If every Champagne is a spumante, not every spumante can be Champagne. This is because the term spumante applies to an entire category of sparkling wines that – when uncorked – produce a little foam (spuma, in Italian). In this perspective, Champagne, Prosecco, Franciacorta, Spanish Cava and other bubbly wines are all spumanti: they undergo a second fermentation, which is the one that produces their enjoyable bubbles. As for their respective names, they derive from the grapes used and the regions where they are produced. So, where does the rivalry come from?

Lately, Prosecco has proved to be the strongest competitor of Champagne. It is not only a matter of sales figures but also of its export numbers. Last year, Coldiretti (Italy’s major farmers association) registered that over 620 million bottles of Italian spumante where uncorked abroad on New Year’s Eve (+29% compared to 2020). The bottles of Champagne, on the very same occasion, were “only” 330 million.

If Prosecco is the winner in terms of volumes, Champagne still maintains the leadership when it comes to value: the best bottles may easily have a price tag of thousands of Euros, whereas the best Italian spumante costs definitely much less. This significant difference is mainly due to two factors: the first one is the production process, the other one is the ageing time.

Besides the diverse techniques used, a bottle of Champagne takes on average three years to be produced, whereas only a few months are needed for a bottle of Prosecco. Moreover, Champagne must age in order to gain its distinctive flavor; on the contrary, Prosecco is best enjoyed a few months after its bottling.
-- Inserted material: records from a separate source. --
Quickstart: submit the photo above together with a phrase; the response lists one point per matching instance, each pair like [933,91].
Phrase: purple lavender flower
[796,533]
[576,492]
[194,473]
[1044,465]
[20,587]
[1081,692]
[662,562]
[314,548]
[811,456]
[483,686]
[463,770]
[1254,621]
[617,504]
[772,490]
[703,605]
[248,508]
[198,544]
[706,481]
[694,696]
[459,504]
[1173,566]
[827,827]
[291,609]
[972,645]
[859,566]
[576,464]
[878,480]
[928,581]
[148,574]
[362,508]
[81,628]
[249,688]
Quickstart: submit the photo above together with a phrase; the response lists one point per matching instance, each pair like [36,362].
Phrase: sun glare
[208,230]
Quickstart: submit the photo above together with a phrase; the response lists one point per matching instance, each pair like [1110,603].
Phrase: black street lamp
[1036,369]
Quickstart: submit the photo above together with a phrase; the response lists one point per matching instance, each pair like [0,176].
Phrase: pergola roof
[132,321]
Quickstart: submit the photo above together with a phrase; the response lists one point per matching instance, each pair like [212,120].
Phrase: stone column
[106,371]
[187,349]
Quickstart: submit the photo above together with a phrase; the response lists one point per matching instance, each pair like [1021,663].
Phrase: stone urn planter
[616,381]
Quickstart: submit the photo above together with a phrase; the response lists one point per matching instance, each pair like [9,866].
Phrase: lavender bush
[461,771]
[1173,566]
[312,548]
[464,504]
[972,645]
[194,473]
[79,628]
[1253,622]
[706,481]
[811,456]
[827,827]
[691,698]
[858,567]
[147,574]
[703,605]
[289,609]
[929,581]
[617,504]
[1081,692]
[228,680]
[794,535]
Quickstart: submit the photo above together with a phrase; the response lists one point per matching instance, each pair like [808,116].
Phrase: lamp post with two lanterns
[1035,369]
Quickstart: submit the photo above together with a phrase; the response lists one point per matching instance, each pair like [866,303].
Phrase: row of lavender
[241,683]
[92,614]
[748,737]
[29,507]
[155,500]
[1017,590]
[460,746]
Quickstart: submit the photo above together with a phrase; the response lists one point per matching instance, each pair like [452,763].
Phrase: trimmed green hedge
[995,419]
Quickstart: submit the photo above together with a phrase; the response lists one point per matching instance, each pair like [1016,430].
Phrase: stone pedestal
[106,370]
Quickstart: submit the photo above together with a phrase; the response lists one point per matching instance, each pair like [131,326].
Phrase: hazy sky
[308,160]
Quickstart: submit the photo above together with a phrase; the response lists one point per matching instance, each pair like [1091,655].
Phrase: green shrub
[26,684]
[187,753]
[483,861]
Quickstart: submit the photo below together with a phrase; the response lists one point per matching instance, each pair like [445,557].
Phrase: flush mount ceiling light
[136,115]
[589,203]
History is the third element that influences the success of Champagne: the “father” of all bubbly wines was invented in the late 17th century by Dom Pierre Perignon, a Benedictine monk who lived in the Champagne region of France. His name is now a trademark; the rest is legend.

Although difficult to admit for us Italians, French producers of Champagne have also managed to keep the standard so high over time that – leaving personal taste aside – it is almost impossible to find a low-quality Champagne. Everything considered, the actual dispute is in the glass. The taste and the aroma make the difference for the real, final judge: the person who holds it.